The NYPD, which is in the middle of a lengthy trial over their beloved Stop and Frisk, is in hot water over another, even more ridiculous crime-fighting tactic: the setting up of elaborate situations that aim to induce an act of larceny by regular New Yorkers.
For example, as the AP reports, Deirdre Myers (above) was sitting on the stoop with her daughter in the summer of 2010, when cops began an elaborate sting on the two of them:
The summer scene was interrupted by a bit of theater staged by police: A dark car raced down the block before stopping. Another vehicle carrying plainclothes officers wasn't far behind. When the driver got out and ran, the officers gave chase, yelling, "Stop! Police!"...

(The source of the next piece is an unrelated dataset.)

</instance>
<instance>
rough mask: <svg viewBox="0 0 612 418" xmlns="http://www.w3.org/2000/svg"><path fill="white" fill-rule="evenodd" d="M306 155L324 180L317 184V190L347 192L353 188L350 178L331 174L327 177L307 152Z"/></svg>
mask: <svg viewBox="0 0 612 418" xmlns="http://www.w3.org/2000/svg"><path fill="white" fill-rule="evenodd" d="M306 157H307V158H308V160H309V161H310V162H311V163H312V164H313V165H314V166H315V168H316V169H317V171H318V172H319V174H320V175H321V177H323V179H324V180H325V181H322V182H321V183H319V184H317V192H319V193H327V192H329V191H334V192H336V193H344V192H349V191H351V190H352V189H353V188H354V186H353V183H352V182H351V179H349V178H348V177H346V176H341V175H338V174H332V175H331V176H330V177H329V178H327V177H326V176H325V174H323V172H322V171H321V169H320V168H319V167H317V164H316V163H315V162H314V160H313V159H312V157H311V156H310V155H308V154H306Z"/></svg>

Myers' daughter, seeing that the driver left the car door open, went over and peered inside to see personal items that included what looked like a bundle of cash — in reality, a dollar bill wrapped around pieces of newspaper. The girl had called her mother over when another set of police officers suddenly pulled up in a van and forced them to the ground...
The sting, part of the "lucky bag operation" that the NYPD started in 2006, aims to catch thieves who engage in petty larceny, like stealing wallets or cell phones. But often, like in Myers' case, the NYPD has created elaborate scenarios where citizens are made into thieves despite having no intention to steal. Police often go undercover, leaving phones or valuables on subway benches, and if someone picks them up and doesn't return it to the individual that dropped it or a uniformed officer nearby, they are arrested for larceny.
A recent court ruling threw out Myers' case based on the extreme measures of the NYPD, and sets up the precedent for other cases to be dismissed along the same lines, as the NYPD continues to engage in radical sting operations (for example, trying to buy methadone off of recovering addicts coming out of clinics, because that's just great).